Death takes him shopping in the big city before they settle down at his realm outside of time. There, Mort meets Albert, Death's faithful servant, and Ysabell, Death's daughter (adopted). They don't get along all that well, like teenagers of opposed sexes often do, but Mort is busy taking care of Binky, the horse, and accompanying Death on Duty anyway.
When Death decides to take a few days off, it's Mort's turn to take care of the Duty, and he massively fails when confronted with a beautiful princess and her assassin. He kills the assassin instead of letting the girl die, causing reality to break apart, while Death is busy learning how to be more human and less anthropomorphic personification. With only Ysabell and maybe Albert as support, Mort has to decide if and how to make up for his mistake.
I've long been a fan of the Death of the discworld and therefore enjoyed reading Mort immensely. The story is filled with interesting characters like the princess Keli, a young wizard called Cutwell, and of course Death, Albert, Ysabell and Mort himself. Guest stars, by the way, include the wizard Rincewind and the librarian of Unseen University.
The novel offers an appealing storyline, throughout which we can watch Mort - and partly also Ysabell - grow up. It ends in a furious battle of life and death between Mort and Death, but the outcome will of course not be revealed here. Let me just say that it came as a surprise, but at the same time didn't surprise me at all.
If you are a fan of humorous fantasy stories flavoured with a young love story, you could definitely read this book and not be disappointed.

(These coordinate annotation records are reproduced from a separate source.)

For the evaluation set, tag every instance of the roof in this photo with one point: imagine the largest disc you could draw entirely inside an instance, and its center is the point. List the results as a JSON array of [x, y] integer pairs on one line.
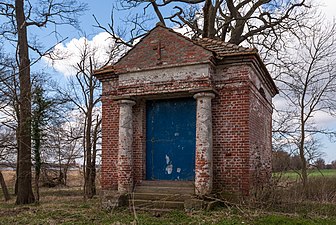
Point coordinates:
[[222, 49], [218, 48]]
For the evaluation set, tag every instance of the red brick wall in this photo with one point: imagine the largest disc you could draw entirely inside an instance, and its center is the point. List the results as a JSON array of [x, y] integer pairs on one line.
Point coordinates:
[[139, 140], [176, 50], [230, 130], [242, 120], [241, 115], [110, 123], [260, 139]]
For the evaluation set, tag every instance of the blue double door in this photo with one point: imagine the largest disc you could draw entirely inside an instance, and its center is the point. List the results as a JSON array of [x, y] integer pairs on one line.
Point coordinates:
[[171, 139]]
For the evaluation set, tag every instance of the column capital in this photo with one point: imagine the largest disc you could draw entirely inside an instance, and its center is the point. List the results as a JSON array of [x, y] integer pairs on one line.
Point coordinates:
[[204, 95], [126, 102]]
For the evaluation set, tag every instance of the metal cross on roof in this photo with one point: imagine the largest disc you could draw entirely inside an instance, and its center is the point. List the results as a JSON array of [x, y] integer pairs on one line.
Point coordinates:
[[159, 47]]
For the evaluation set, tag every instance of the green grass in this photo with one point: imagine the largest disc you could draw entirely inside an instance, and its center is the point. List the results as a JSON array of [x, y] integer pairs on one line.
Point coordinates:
[[66, 206], [311, 173]]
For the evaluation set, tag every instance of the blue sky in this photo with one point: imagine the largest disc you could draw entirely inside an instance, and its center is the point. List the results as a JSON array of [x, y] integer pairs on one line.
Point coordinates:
[[102, 10]]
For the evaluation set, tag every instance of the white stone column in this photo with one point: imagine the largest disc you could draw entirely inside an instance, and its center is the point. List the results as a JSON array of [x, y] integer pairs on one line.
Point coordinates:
[[203, 162], [125, 152]]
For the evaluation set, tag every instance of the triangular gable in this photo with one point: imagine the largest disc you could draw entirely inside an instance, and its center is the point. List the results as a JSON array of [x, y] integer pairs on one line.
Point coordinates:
[[162, 47]]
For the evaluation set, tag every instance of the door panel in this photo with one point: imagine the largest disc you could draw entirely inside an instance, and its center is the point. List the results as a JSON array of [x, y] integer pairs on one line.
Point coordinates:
[[171, 139]]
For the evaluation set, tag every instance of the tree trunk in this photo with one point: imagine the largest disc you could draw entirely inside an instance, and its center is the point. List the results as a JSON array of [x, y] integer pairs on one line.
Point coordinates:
[[4, 187], [88, 172], [209, 20], [25, 192]]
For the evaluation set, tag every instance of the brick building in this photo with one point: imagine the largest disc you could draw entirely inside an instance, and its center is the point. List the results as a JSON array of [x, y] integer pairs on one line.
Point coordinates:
[[186, 110]]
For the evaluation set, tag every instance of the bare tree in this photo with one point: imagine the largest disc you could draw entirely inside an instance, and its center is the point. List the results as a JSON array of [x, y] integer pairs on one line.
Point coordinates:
[[262, 22], [83, 92], [307, 80]]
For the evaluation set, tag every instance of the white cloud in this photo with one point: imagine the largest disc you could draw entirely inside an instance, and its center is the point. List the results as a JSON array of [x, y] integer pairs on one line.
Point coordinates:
[[328, 7], [71, 52]]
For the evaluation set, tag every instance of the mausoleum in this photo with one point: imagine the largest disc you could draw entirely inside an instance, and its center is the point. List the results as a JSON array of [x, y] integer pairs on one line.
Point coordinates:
[[182, 110]]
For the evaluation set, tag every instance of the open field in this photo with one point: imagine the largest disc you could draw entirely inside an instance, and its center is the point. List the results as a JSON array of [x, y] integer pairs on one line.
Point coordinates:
[[66, 206]]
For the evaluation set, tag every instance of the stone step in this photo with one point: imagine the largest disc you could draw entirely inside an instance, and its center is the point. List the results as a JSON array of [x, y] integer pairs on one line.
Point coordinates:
[[148, 204], [167, 183], [161, 196], [164, 189]]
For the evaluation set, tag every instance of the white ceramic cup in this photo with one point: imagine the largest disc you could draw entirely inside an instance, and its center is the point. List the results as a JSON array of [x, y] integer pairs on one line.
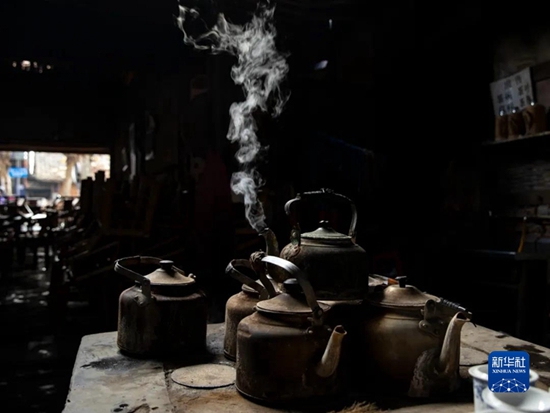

There is one thing, though, caused by the British Books Challenge 2012 and my goal to read all discworld novels, that is starting to annoy me. In Mort alone were at least three mentions of the slow light of the discworld. This was also mentioned in all previous books, and I really, really want to say "Yes, I know, stop telling me!" So, maybe it's a good thing I'm having an unplanned hiatus at the moment, reading K.J. Bennett's Pike's Quest, which I got for free last week. Since the author is British, expect a review of that next!